Ad Al Fasher, oltre 260.000 civili, tra cui 130.000 bambini, sono intrappolati sotto assedio da più di 16 mesi, tagliati fuori da cibo, acqua e assistenza sanitaria. Le strutture sanitarie sono crollate e migliaia di bambini che soffrono di malnutrizione acuta grave sono ora senza cure, affrontando un rischio imminente di morte. Le segnalazioni di uccisioni, violenze sessuali e reclutamenti forzati aumentano ogni giorno. Nel Kordofan, città come Dilling e Kadugli sono isolate da mesi, con famiglie che devono sopportare la distruzione dei sistemi idrici e il malfunzionamento dei servizi sanitari. Le epidemie di colera e morbillo si stanno diffondendo senza controllo.
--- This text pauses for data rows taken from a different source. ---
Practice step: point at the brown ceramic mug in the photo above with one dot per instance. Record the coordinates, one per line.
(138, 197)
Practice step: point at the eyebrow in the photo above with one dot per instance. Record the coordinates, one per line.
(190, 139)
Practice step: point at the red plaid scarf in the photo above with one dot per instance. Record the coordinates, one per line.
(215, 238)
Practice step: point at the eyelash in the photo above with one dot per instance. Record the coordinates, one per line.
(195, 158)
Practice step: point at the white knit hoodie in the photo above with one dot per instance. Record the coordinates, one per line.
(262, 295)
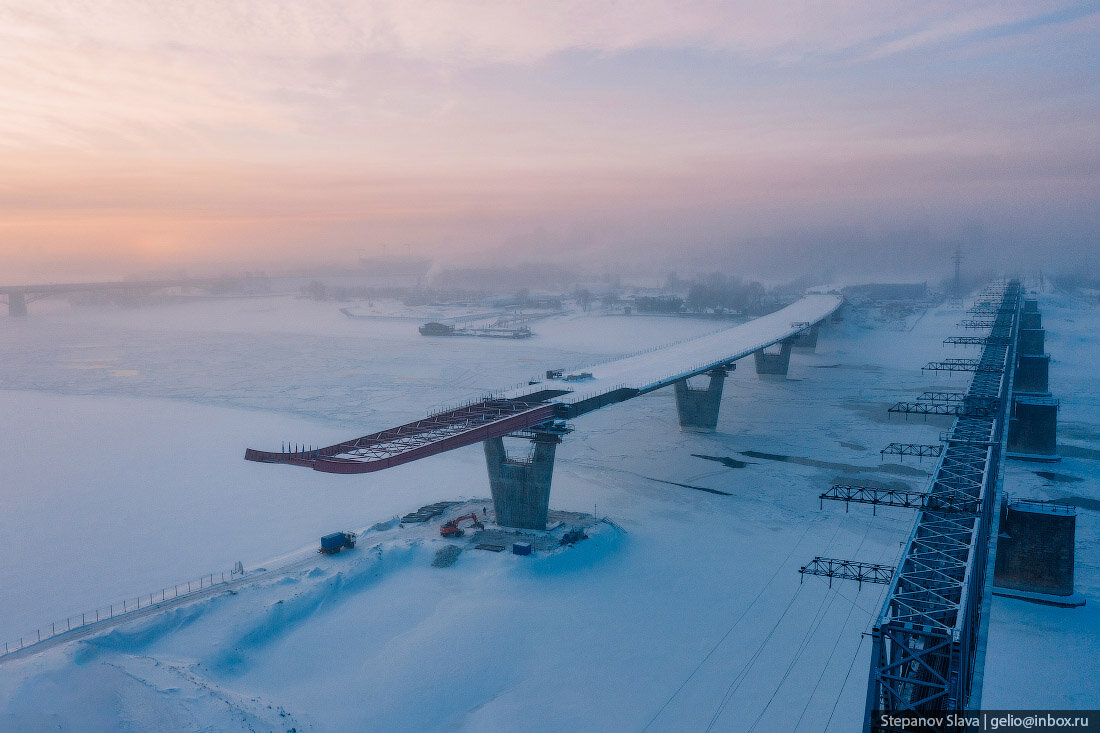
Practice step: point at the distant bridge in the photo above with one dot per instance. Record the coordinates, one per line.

“Quello che ho visto questa settimana nel Darfur e altrove mi ha ricordato in modo crudo cosa c’è in gioco: bambini che affrontano la fame, le malattie e il collasso dei servizi essenziali”, ha affermato Ted Chaiban, vicedirettore generale dell’UNICEF. “Intere comunità sopravvivono in condizioni che sfidano la dignità. I bambini sono malnutriti, esposti alla violenza e a rischio di morire per malattie prevenibili. Le famiglie stanno facendo tutto il possibile per sopravvivere, dimostrando una determinazione straordinaria di fronte a difficoltà inimmaginabili. È chiaro che l’ONU e i suoi partner stanno rispondendo, ma la determinazione delle famiglie deve essere accompagnata da un’azione globale urgente per garantire l’accesso, mobilitare risorse e, in ultima analisi, porre fine al conflitto”.
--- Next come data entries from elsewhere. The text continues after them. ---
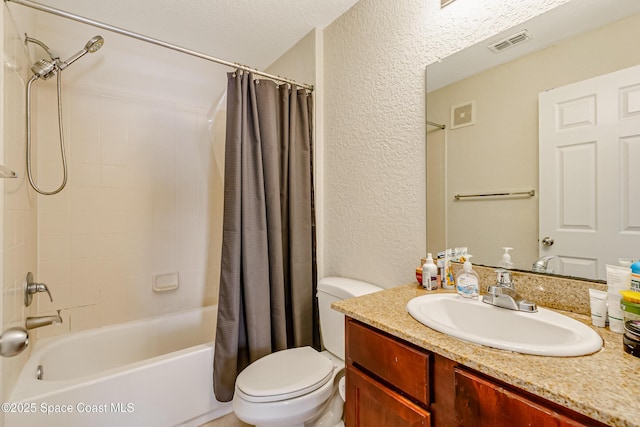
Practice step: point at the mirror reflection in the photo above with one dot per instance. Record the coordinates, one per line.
(490, 143)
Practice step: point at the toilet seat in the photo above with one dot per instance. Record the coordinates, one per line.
(284, 375)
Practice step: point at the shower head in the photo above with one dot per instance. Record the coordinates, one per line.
(45, 69)
(92, 46)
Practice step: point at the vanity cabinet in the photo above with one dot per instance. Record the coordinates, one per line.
(392, 383)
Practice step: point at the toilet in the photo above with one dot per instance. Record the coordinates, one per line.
(300, 386)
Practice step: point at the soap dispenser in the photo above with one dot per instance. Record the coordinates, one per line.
(429, 274)
(506, 262)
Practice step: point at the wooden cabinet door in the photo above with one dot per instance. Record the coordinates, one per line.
(371, 404)
(481, 402)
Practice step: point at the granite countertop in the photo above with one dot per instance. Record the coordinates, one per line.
(604, 385)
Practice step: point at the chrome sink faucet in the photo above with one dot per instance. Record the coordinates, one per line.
(40, 321)
(503, 294)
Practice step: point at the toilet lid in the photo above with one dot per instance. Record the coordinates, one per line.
(284, 375)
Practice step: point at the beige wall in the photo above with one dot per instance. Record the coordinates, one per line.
(19, 219)
(500, 152)
(374, 178)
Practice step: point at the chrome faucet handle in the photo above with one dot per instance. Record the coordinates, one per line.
(30, 288)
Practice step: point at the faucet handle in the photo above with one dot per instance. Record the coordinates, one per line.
(30, 288)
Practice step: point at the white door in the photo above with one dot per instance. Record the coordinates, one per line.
(589, 168)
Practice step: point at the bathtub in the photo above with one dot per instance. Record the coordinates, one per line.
(153, 372)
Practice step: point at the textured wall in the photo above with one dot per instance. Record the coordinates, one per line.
(18, 215)
(375, 56)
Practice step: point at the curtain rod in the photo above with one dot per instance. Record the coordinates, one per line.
(151, 40)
La crisi è ulteriormente aggravata dalla carenza di fondi. Il Piano di risposta umanitaria per il Sudan 2025, del valore complessivo di 4,2 miliardi di dollari, rimane gravemente sottofinanziato, con solo il 25% dei fondi necessari, mettendo a rischio la portata e la continuità delle operazioni di emergenza. Nonostante le enormi difficoltà, la risposta umanitaria in Sudan ha raggiunto finora quest’anno oltre 13,5 milioni di persone, comprese le zone più colpite del Darfur, del Kordofan, di Khartoum e di Al Jazira. Tuttavia, senza risorse aggiuntive, le agenzie umanitarie saranno costrette a ridurre gli interventi salvavita, mettendo a rischio milioni di vite.
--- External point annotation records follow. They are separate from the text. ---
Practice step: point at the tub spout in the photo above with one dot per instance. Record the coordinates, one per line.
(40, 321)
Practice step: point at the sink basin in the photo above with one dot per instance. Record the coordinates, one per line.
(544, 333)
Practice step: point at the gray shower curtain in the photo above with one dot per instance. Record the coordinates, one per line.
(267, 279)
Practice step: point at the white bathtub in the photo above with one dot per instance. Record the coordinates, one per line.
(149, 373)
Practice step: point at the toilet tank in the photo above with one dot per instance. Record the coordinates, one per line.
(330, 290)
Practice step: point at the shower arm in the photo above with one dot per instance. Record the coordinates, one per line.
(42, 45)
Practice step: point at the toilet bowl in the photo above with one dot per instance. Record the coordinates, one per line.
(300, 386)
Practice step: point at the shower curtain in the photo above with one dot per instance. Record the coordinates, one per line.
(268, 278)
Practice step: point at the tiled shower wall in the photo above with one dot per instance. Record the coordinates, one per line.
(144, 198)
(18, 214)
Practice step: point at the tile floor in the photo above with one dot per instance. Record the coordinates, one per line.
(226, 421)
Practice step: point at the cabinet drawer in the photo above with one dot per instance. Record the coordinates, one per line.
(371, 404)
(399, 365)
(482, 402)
“Ho visto una città devastata dalla guerra, dove le famiglie che tornano a casa a Khartoum hanno urgente bisogno di cibo, acqua e servizi di base. Ma soprattutto ho visto la determinazione e la volontà di ricostruire e ricominciare a vivere. Ho visto la speranza”, ha detto Valerie Guarnieri, vicedirettrice esecutiva del World Food Programme. “Stiamo tutti lavorando insieme, a fianco delle organizzazioni locali e dei gruppi comunitari, per aiutare le famiglie sfollate, i residenti e i rimpatriati a ricostruire le loro vite, con accesso al cibo, all’alimentazione e ai pasti per i bambini in età scolare, e sostegno per ripristinare i servizi essenziali”.
Le quattro agenzie chiedono congiuntamente:
- La cessazione immediata delle ostilità e la protezione dei civili, in particolare dei bambini.
- L’accesso umanitario senza ostacoli a tutte le popolazioni colpite, compresa la presenza delle Nazioni Unite in tutto il Paese.
- Procedure semplificate per la consegna degli aiuti e la circolazione del personale.
- Finanziamenti urgenti e flessibili per potenziare gli interventi salvavita.
- Sostegno a soluzioni durature per le popolazioni sfollate, compresi i rimpatriati e le comunità ospitanti.
- Il sostegno continuo alle popolazioni sfollate all’interno del Paese e ai quasi 900.000 rifugiati in Sudan che necessitano di protezione e servizi internazionali.
L’OIM, l’UNHCR, l’UNICEF e il WFP ribadiscono il loro impegno a collaborare per fornire assistenza e protezione salvavita ai bambini e alle famiglie in tutto il Sudan. La comunità umanitaria è pronta ad agire, ma non può farlo da sola. Il mondo deve fare la sua parte.